Im's magnificent screenplay also includes some richly developed supporting characters, including a tough-talking, gum-chewing KCIA agent (Shiri's Han Suk-gyu, in perhaps his best performance), a thug for a security chief, and the iconic ever-present, all-seeing and knowing butler. Not simply comic relief or filler, they are all essential elements in re-creating the mad world of the Park regime.
The humor is decidedly black, and razor-sharp throughout, but is distributed in very controlled doses, and often arrives at unexpected moments -- during a lengthy tracking shot of people being held in prison cells we see a man being tortured for owning a Picasso (he was a communist after all); or a shot of high-school students wondering if they are allowed to cross the street while the national anthem is playing. However, the controversy surrounding the film has less to do with the humor than it does with the scathing portrayal of Park and his henchmen as degenerates who have nothing but contempt for the average Korean citizen. Most offensive to some was Im's emphasis on Park's adoration of Japan, but there's a great deal of truth to it. Park, who began his military career in the Japanese army, often spoke Japanese, and fancied himself a modern-day samurai. He worshiped the Meiji era, and on the night of the assassination, he is shown getting drunk with a few of his ministers and two young actresses, one of whom specializes in singing Japanese enka. Im skillfully frames most of this sequence like something out of a period Kurosawa film -- plenty of low angles and wide, centered shots through doorways.
The second half of the film concerns the events that take place after the assassination, and it is here that the film begins to resemble a more classic political satire, though it's no less perfect than everything that comes before it.
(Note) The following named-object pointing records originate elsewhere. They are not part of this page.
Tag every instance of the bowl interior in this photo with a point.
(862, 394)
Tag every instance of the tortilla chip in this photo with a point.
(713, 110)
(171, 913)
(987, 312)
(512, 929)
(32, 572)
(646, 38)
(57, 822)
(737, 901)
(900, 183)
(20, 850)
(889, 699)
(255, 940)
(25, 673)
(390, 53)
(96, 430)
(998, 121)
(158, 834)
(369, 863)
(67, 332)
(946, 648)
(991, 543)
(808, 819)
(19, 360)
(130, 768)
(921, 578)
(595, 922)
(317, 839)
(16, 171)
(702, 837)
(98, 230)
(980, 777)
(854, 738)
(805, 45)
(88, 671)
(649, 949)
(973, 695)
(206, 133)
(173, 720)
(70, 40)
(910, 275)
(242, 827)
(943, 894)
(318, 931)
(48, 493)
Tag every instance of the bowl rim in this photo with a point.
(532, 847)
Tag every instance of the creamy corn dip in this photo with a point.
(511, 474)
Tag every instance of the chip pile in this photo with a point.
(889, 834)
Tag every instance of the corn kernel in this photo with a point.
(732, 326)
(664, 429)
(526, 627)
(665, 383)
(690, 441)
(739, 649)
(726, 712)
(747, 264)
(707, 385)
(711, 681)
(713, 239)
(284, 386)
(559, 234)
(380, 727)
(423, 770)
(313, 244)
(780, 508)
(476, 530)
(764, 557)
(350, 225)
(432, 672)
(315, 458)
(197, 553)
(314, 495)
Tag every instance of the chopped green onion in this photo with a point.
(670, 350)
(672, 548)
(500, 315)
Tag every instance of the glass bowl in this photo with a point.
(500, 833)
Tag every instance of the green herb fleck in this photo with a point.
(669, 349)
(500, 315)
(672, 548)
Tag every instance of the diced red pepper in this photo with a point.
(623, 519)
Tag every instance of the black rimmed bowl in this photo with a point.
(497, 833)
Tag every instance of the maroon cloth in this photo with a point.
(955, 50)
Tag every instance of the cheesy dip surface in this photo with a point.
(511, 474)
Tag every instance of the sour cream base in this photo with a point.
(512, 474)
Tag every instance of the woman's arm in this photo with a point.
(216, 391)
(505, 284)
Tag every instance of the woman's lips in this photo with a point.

Amidst the chaos of those first few hours after the assassination, the focus still remains on Kim, though Im isn't interested in romanticizing the character, nor does he pour on the adulation. (Kim had plenty of blood on his hands even before the assassination.) Instead, he becomes a somewhat tragic anti-hero, and the film's rather abrupt ending avoids any attempt at interpretation. At the same time, the farcical nature of the film provides Im with a certain distance from the actual events.
One of the few films to already grace Filmbrain's "Best of 2005" list, The President's Last Bang is a triumph of acting and directing that allows Im Sang-soo to rub shoulders with the likes of Kubrick, Mamet and Altman, and a cutting satire that works even if one is limited to a rudimentary understanding of the events portrayed. Filmbrain can only pray that this finds US distribution, but it seems unlikely.